Frequently Asked Questions

Is this journal private?
Completely. All entries are stored in your browser's localStorage — the same place your browser saves passwords and preferences. Nothing is transmitted to any server. When you export, the file stays on your computer. When you close the tab, the data is still there. Only you can access it.
Do I have to write every day?
No. The goal is reflection, not streaks. Some engineers write daily for two weeks, then weekly. Some write only when they feel off. What matters is that when you do write, you're honest — not performative. Even one entry per month is more useful than seven entries where you only wrote what seemed impressive.
How is this different from therapy?
Journaling is a supplement to therapy, not a replacement for it. A good therapist helps you hear what you're writing — and challenges the patterns you can't see yourself. That said, journaling before your first therapy session gives you a head start. Therapists consistently say the clients who do homework arrive better prepared. If you've been considering therapy but feel stuck, our mental health guide has resources for finding a therapist who understands tech culture.

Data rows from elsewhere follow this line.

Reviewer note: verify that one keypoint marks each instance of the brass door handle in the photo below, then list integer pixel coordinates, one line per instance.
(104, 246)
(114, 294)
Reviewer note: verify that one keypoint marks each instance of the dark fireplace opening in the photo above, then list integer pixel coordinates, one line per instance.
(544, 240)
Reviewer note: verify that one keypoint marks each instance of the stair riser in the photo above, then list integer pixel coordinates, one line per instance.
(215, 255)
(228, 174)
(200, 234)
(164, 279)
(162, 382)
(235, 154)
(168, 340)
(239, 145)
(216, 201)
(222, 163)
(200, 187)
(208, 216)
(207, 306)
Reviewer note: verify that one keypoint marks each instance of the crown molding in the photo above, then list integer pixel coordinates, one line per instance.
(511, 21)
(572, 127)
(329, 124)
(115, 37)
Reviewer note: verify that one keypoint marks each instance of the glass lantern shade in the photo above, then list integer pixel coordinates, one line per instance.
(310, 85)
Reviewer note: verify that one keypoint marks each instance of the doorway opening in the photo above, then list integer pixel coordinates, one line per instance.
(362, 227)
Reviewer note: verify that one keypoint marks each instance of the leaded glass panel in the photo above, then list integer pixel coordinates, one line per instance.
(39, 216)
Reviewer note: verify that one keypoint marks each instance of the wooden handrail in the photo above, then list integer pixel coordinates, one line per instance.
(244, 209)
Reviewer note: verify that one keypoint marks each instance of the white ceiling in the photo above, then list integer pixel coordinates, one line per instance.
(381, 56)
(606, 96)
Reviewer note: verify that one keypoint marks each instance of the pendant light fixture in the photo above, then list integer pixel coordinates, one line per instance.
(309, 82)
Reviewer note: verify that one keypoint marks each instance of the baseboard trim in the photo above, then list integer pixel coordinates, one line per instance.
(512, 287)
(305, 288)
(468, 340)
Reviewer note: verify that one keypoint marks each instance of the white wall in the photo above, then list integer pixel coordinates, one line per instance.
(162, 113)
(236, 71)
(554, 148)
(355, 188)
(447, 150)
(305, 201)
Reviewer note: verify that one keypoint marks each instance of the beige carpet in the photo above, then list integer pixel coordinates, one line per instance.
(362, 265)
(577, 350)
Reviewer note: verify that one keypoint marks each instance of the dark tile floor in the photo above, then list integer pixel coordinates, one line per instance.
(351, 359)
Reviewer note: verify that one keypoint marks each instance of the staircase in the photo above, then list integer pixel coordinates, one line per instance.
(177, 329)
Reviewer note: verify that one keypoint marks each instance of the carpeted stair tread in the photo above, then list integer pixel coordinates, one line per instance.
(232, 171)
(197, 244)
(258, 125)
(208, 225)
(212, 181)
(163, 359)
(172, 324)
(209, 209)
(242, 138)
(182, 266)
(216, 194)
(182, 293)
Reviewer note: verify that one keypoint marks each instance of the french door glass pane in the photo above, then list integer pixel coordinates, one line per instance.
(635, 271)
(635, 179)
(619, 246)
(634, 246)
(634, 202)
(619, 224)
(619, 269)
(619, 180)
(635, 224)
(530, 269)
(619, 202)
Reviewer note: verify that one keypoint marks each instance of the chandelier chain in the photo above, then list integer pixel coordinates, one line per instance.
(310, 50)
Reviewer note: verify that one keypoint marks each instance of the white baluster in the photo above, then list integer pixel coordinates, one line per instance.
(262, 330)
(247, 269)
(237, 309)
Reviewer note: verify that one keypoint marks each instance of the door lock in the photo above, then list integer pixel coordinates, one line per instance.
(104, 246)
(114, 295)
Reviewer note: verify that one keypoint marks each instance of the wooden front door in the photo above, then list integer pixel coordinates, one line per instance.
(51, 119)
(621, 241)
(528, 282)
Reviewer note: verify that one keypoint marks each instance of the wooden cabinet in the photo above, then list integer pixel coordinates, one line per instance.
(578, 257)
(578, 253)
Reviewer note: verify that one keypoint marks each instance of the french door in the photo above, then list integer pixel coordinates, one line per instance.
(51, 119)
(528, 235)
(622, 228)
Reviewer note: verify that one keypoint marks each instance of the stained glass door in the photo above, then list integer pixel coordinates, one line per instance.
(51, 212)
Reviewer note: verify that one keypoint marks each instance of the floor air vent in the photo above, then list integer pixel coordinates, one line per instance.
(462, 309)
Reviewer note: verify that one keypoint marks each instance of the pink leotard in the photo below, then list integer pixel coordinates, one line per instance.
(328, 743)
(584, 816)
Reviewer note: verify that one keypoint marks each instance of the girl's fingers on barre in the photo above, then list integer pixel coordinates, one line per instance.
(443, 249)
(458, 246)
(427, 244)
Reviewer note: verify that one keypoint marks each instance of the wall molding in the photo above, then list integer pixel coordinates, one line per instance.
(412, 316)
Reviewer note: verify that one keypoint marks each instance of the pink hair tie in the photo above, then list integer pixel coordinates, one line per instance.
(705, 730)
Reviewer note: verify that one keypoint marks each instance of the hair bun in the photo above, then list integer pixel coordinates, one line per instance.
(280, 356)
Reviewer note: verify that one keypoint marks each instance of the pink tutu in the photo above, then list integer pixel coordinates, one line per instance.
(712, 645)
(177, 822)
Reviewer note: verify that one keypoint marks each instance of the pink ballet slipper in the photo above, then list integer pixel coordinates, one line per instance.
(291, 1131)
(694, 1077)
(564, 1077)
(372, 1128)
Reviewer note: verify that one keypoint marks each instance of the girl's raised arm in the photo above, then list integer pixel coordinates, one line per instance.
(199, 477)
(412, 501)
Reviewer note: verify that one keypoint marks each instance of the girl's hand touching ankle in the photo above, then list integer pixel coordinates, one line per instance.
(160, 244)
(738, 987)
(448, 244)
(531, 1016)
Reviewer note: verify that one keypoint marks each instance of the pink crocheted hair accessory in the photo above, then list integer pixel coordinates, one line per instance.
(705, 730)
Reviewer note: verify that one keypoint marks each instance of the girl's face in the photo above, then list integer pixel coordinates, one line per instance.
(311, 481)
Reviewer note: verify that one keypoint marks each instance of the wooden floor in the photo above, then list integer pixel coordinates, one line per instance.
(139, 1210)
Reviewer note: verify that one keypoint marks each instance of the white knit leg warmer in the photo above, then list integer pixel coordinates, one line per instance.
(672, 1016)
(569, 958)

What if I don't know what to write?
That's exactly what the prompts are for. Start with the first one: "Last time you felt genuinely proud of your work — what happened?" Don't aim for insight. Don't aim for structure. Just start with the factual answer and see where it goes. Most engineers find that once they write the facts, the feelings show up on their own.
Can I use this alongside the Daily Check-in?
Yes — and they complement each other well. The Daily Check-in tracks your numbers: energy, stress, sleep quality, AI usage. The journal tracks your story: what's behind those numbers, what triggered the bad days, what made the good days different. Read together, they give you a much clearer picture than either does alone.
What happens if I clear my browser data?
Your entries will be deleted. This is the trade-off with localStorage-only storage: it's fully private, but it's tied to your browser and device. Export regularly (the "Export as .txt" button) to back up your entries. A monthly export takes 10 seconds and means you never lose more than a month of reflections.